“He smiled once more; then he stretched out his soft white hand and grasped mine.
“‘Sandie M‘Crae,’ he said, ‘I admire your pluck; you’re a Scotsman every inch. Yes, I accept your services. Be at the shooting-box the day before the Twelfth.’”
. . . . . .
The Twelfth of August—that glorious day on Scottish hills—came round at last, and Sandie found himself starting off to the heather with Lord Hamilton and party long before sunrise. There was to be no battue shooting, none of that unfair driving so common in Yorkshire: each man walked behind his well-trained setter and retriever. This was real sport, and gave the birds a chance, as well as showing what kind of a shot each man was.
Sandie attended personally on Lord Hamilton, and gave such entire satisfaction that his lordship was loud in his praises at eventide, when he found his bag so large that two ordinary keepers were needed to carry it.
There was a great dinner-party that day in the shooting-box, and wine and wit sparkled bright and merrily; but Sandie, as soon as he had dined sumptuously in the kitchen with the other keepers, begged leave to retire, and sought the solitude of his little bedroom, where his books were, there to study as usual till far into the night.

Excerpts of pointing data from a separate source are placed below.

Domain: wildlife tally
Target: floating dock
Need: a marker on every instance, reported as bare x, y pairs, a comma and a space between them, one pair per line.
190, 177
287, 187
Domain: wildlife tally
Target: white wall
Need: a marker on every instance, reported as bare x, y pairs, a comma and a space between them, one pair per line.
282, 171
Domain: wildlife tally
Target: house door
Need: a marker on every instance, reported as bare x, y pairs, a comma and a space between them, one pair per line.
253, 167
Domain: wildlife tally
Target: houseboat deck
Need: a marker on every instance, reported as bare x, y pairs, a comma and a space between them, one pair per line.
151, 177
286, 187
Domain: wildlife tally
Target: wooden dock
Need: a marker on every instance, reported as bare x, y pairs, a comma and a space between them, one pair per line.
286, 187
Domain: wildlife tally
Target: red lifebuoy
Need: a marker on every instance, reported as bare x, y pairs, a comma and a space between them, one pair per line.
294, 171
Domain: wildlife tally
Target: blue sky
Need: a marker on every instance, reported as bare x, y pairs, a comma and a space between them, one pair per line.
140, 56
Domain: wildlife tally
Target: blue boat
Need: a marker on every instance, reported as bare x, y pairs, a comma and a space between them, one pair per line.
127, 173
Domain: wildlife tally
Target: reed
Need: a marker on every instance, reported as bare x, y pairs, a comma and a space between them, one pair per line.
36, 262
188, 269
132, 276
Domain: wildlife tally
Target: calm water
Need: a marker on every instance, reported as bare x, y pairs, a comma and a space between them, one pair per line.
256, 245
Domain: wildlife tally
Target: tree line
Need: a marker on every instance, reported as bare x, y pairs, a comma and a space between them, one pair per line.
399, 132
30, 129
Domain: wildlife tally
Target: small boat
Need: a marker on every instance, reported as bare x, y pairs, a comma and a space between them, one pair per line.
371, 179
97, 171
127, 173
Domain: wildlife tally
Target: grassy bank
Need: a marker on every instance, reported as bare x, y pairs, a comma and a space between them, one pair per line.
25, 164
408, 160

He was up and ready for Lord Hamilton, however, some time before that gentleman appeared, and another excellent day on the hill succeeded.
Well, why need I say more about it? Each day was like another, and so the time flew on, only Sandie grew every day more brown and hard, till at the end of the six weeks he left Lord Hamilton’s service as happy as a king, with his lordship’s words of praise ringing in his head, and quite enough money jingling in his pocket to maintain him for a whole month and a week at the Grammar School.
CHAPTER VI
SMASHING A BULLY—GENTLE WILLIE MUNRO
A low large squat building, with an iron-railed quad, a building with two wings in front and two running out behind, abutting on to the grounds of the Gordon Hospital or Sillerton Boys’ School, such was the old Grammar School of Aberdeen, which has given literary birth to so many men of eminence, including the great poet Lord Byron himself.